Here is the summary for the second data set.
## By genotype:
## mind nextd selfd mean sd best
## 84 0.0400 0.3214 0.6786 0.6305 0.12181 31
## 31 0.1667 0.2667 0.6296 0.5887 0.11400 84
## 68 0.1000 0.4074 0.6207 0.6038 0.11164 65
## 65 0.1429 0.3793 0.6552 0.6634 0.11651 68
## 66 0.1111 0.3793 0.4444 0.6225 0.10876 44
## 44 0.2222 0.2500 0.5556 0.5948 0.11171 66
## 52 0.3929 0.4286 NA 0.6509 0.09171 50
## 64 0.4138 0.4138 NA 0.6591 0.11189 4:92
##
## By phenotype:
## mind nextd selfd mean sd best
## 31 0.0400 0.2800 0.6296 0.6205 0.1260 84
## 84 0.1667 0.3448 0.6786 0.6010 0.1003 31
## 65 0.1000 0.3448 0.6552 0.6014 0.1161 68
## 68 0.1429 0.3929 0.6207 0.6652 0.1175 65
## 44 0.1111 0.2857 0.5556 0.6350 0.1130 66
## 66 0.2222 0.3704 0.4444 0.6123 0.1161 44
Between the genotype data and the second expression data set, we see three mix-ups: (31,84), (65,68), and (44,66). Recall that (44,66) was a mix-up between expr1 and expr2.
The 4:92
in the last row in the top table indicates that
there was a tie in which expression arrays were closest, in terms of
proportion of mismatches between observed and predicted eQTL genotypes.
(Note that mind
and nextd
are the same in this
case.)
The function combinedist()
can be used to combine the
two sets of distances, useful for the cases where the problem is in the
genotype data, as with more genotype:phenotype comparisons, there will
be greater separation, in terms of proportion mismatches, between the
correct and incorrect pairs.
## By row:
## mind nextd selfd mean sd best
## 84 0.04273 0.2694 0.7089 0.6273 0.1231 31
## 31 0.14333 0.2583 0.6065 0.5990 0.1143 84
## 68 0.11000 0.3776 0.6303 0.6030 0.1119 65
## 65 0.13393 0.3201 0.6401 0.6520 0.1243 68
## 44 0.25000 0.3727 0.4082 0.6045 0.1028 48
## 92 0.34483 0.4099 0.4099 0.6149 0.1037 36
##
## By col:
## mind nextd selfd mean sd best
## 31 0.04273 0.2487 0.6065 0.6152 0.12564 84
## 84 0.14333 0.3463 0.7089 0.6107 0.10668 31
## 65 0.11000 0.2974 0.6401 0.6010 0.11915 68
## 68 0.13393 0.3423 0.6303 0.6632 0.12495 65
## 44 0.30556 0.4082 0.4082 0.6369 0.08626 66
The cases with mix-ups in one or the other expression data set become a bit muddled, but the two mix-ups in the genotype data, (31,84) and (65,68), remain clear.

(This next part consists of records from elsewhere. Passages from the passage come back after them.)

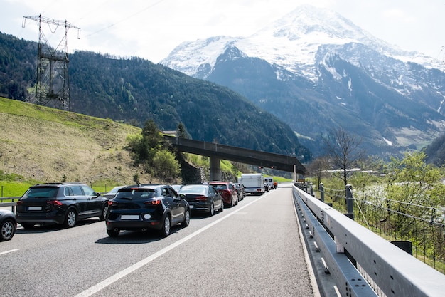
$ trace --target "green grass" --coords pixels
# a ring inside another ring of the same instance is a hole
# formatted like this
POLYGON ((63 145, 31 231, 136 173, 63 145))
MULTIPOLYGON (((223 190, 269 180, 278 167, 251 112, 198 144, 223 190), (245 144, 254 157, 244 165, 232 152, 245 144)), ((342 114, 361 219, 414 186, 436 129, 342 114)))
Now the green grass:
POLYGON ((17 182, 0 180, 0 188, 1 191, 0 197, 21 197, 26 192, 29 187, 33 184, 36 184, 36 182, 17 182))

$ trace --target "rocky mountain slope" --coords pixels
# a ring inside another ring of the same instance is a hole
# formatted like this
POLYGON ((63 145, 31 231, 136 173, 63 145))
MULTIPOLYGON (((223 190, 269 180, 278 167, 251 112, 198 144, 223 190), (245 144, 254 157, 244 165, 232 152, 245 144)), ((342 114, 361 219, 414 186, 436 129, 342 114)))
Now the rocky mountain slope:
POLYGON ((185 42, 161 63, 227 86, 284 120, 316 155, 332 129, 382 157, 445 131, 445 67, 303 6, 245 38, 185 42))

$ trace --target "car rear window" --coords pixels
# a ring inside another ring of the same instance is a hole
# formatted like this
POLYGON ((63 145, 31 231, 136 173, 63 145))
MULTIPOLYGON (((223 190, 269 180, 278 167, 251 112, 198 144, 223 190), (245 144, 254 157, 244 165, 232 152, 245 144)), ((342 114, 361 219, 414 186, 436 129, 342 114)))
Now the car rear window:
POLYGON ((216 188, 216 189, 227 189, 227 186, 225 184, 212 184, 216 188))
POLYGON ((137 200, 154 198, 156 196, 156 192, 154 189, 124 189, 116 194, 114 199, 122 198, 137 200))
POLYGON ((30 188, 23 194, 23 198, 54 198, 57 196, 58 187, 36 187, 30 188))
POLYGON ((183 187, 181 188, 178 194, 205 194, 205 187, 202 186, 196 186, 196 187, 183 187))

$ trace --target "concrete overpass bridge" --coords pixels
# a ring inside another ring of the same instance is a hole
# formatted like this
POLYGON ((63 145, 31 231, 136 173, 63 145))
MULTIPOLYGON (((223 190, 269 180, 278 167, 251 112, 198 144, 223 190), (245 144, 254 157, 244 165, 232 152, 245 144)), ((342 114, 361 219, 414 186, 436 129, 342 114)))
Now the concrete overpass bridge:
POLYGON ((210 160, 210 180, 221 180, 220 162, 221 160, 263 166, 302 175, 304 175, 306 172, 306 168, 301 163, 296 157, 292 156, 174 136, 165 135, 164 139, 178 148, 180 152, 209 157, 210 160))

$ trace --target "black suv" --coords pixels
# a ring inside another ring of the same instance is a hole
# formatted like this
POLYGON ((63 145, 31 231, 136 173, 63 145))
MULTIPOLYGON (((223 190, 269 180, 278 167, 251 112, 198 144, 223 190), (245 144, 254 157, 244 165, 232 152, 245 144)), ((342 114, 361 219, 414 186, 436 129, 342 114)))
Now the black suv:
POLYGON ((53 224, 73 227, 84 219, 104 219, 107 208, 108 199, 85 184, 39 184, 17 201, 16 218, 23 228, 53 224))
POLYGON ((109 200, 107 232, 116 237, 121 230, 158 230, 166 237, 170 228, 190 223, 190 206, 170 186, 134 184, 119 189, 109 200))

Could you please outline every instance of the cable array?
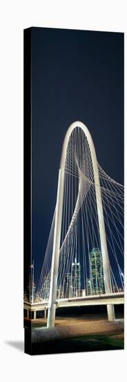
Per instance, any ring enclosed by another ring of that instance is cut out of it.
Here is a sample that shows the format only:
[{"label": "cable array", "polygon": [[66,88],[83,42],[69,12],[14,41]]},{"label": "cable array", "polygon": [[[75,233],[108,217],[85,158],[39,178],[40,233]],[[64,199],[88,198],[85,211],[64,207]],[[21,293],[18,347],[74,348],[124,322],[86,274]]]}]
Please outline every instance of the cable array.
[{"label": "cable array", "polygon": [[[98,164],[112,292],[123,290],[124,186]],[[96,192],[99,185],[96,185]],[[91,153],[84,132],[75,128],[66,153],[57,298],[105,292],[95,184]],[[55,210],[37,299],[48,299]]]}]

The (24,92) samples were mixed-up between the two expression data sets and between the first expression data set and the genotypes. We conclude that the mix-up was likely in the first expression data set.
Similarly, (44,66) were mixed-up between the two expression data sets and between the second expression data set and the genotypes. We conclude that the mix-up was likely in the second expression data set.

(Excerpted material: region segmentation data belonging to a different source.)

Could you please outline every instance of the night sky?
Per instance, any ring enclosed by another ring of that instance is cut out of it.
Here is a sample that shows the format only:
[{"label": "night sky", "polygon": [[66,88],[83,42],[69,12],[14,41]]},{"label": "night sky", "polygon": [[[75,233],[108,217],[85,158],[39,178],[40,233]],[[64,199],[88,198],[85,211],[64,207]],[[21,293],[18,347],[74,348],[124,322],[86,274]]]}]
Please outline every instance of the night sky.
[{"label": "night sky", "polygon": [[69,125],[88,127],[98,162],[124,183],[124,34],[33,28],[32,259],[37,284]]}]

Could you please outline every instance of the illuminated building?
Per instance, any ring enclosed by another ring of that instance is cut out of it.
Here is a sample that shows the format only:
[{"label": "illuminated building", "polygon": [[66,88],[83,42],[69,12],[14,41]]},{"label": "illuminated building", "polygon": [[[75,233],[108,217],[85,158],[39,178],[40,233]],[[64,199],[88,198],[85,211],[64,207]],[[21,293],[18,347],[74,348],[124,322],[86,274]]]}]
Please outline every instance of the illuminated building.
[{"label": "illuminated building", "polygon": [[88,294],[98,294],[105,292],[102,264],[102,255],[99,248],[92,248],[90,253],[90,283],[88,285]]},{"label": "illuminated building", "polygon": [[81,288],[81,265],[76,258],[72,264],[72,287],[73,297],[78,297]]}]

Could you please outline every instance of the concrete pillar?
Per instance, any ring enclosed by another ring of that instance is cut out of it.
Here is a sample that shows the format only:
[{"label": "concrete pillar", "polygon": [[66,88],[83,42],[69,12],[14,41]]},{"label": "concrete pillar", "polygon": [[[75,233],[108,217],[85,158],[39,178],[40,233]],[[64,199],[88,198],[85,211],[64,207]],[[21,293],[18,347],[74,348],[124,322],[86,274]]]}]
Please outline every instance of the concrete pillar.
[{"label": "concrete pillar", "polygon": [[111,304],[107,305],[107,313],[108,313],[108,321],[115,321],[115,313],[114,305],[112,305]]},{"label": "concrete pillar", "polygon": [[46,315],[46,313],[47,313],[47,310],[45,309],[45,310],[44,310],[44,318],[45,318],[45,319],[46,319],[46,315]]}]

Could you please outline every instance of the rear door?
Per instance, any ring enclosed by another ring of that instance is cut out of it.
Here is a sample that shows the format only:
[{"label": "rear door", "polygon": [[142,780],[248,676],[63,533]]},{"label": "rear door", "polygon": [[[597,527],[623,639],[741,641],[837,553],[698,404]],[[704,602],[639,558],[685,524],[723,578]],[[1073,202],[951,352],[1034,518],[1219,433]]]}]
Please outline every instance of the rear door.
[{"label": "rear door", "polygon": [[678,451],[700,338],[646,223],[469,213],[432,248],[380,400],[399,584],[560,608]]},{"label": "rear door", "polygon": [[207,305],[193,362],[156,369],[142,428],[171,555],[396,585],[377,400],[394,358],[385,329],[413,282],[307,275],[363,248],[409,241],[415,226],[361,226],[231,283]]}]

Finally, in the genotype data, (31,84) were swapped, as were (65,68). That these were concordant between the two expression data sets leads us to conclude that the error was in the genotypes.
There was also that duplicate in the first expression data set: sample 48 was a duplicate of sample 76.